Now that the man responsible for steering the University’s fundraising campaign, Vice President for Development and Alumni Relations Mike Morsberger, has stepped down, the onus falls even more on administrators like Knapp to make sure an ambitious fundraising dream becomes a reality. Hopefully he’s been practicing his punchlines.
“This partnership is a once-in-a-lifetime opportunity to create something truly powerful in the heart of the nation’s capital.”
Knapp was right: Merging with the Corcoran College of Art + Design this summer was a big – and costly – decision that brings potential to GW’s small fine arts department. The University is known for political science and international affairs, but now people are asking: Can it be known for subjects like sculpting and creative photography, too?
So far, the possible benefits of the GW-Corcoran merger have yet to be completely realized. It’s still unclear how the art department will grow and improve. And do we really plan to relegate many Corcoran students to living in Mitchell Hall forever?
Now, Knapp needs to show why adding the gallery and art school to GW’s ever-expanding portfolio was the best decision for the community at large. In 2015, it’s Knapp’s job to prove the critics wrong.
“Everyone in the conference is strongly committed to the ideal of the student athlete.”
The men’s basketball team has a big season ahead of it. But Knapp has made clear that GW’s athletes are also expected to excel off the court.
As the leader of the Atlantic 10 Council of Presidents, Knapp has voiced his commitment to preserving the status of athletes as students and his opposition to professionalization.
His leadership position could help him pull for GW in the conference – even though he admitted that, beyond a brief stint as a wrestler, he was “mainly a musician” in school and may not be a sports buff.
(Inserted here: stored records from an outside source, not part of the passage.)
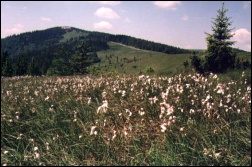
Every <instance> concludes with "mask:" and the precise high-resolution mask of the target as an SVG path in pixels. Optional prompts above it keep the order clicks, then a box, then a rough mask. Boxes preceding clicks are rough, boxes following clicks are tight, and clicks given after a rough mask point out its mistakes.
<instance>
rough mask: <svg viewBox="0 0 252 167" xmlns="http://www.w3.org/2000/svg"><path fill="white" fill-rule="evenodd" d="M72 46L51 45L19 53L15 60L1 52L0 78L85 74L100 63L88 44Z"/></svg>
mask: <svg viewBox="0 0 252 167" xmlns="http://www.w3.org/2000/svg"><path fill="white" fill-rule="evenodd" d="M72 46H73V45H72V44H70V43H64V44H61V45H53V46H49V47H48V48H47V49H42V50H41V49H38V50H35V51H31V52H29V51H28V52H25V53H20V54H18V56H17V57H15V58H13V57H12V56H11V55H10V54H9V53H8V52H7V51H3V52H2V51H1V76H9V77H10V76H22V75H32V76H34V75H72V74H85V73H87V67H88V66H90V65H91V64H93V63H97V62H100V59H99V57H98V55H97V54H96V52H92V51H91V49H92V47H90V46H91V45H90V43H88V42H84V41H82V42H80V43H78V45H77V46H76V47H72ZM40 55H43V56H40Z"/></svg>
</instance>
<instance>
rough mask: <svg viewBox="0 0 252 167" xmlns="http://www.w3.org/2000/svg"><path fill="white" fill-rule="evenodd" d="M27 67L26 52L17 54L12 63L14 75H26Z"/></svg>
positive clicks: (27, 62) (27, 61)
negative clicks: (16, 55)
mask: <svg viewBox="0 0 252 167" xmlns="http://www.w3.org/2000/svg"><path fill="white" fill-rule="evenodd" d="M27 69H28V58H27V55H26V54H19V55H18V57H17V60H16V62H15V64H14V75H18V76H21V75H26V74H27Z"/></svg>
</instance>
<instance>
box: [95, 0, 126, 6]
mask: <svg viewBox="0 0 252 167" xmlns="http://www.w3.org/2000/svg"><path fill="white" fill-rule="evenodd" d="M97 2H98V3H99V4H102V5H111V6H116V5H119V4H120V3H121V2H120V1H97Z"/></svg>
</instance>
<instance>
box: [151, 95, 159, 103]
mask: <svg viewBox="0 0 252 167" xmlns="http://www.w3.org/2000/svg"><path fill="white" fill-rule="evenodd" d="M149 101H150V103H151V104H153V103H156V101H158V98H157V97H156V96H155V97H153V98H149Z"/></svg>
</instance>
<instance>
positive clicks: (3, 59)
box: [1, 52, 13, 77]
mask: <svg viewBox="0 0 252 167" xmlns="http://www.w3.org/2000/svg"><path fill="white" fill-rule="evenodd" d="M12 64H13V63H12V59H11V57H10V56H9V54H8V53H7V52H3V53H2V54H1V76H8V77H10V76H12V75H13V66H12Z"/></svg>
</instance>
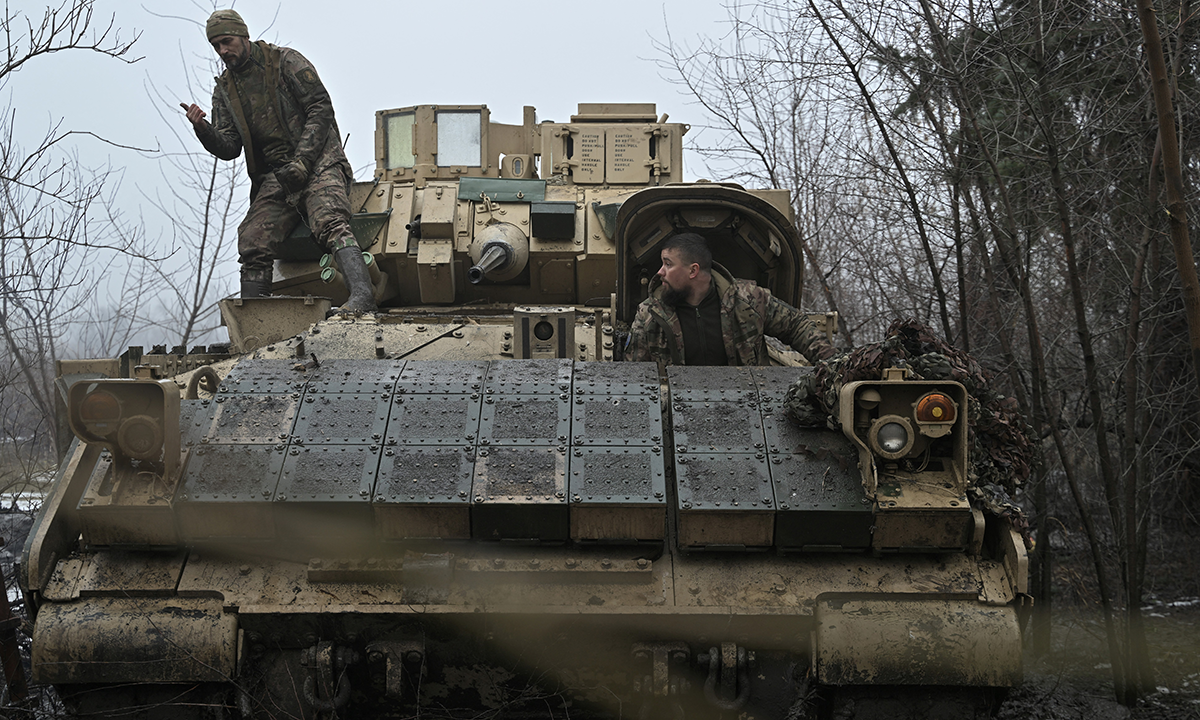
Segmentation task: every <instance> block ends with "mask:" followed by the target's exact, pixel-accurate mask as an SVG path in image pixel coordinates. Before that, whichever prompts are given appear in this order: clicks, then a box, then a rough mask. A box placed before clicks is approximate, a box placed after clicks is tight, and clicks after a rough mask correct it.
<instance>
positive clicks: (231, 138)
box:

It seems many student athletes already understand that the word “student” applies to them just as it applies to all of us. Athletic Director Patrick Nero announced this semester that the combined student-athlete GPA reached 3.22 last spring, the highest in University history.
A conference-record 96 men’s basketball games will be televised this season. Here’s to hoping the team won’t disappoint. It’s clear, at least, that they already have Knapp’s support.
Justin Peligri, a senior majoring in political communication, is a Hatchet senior columnist.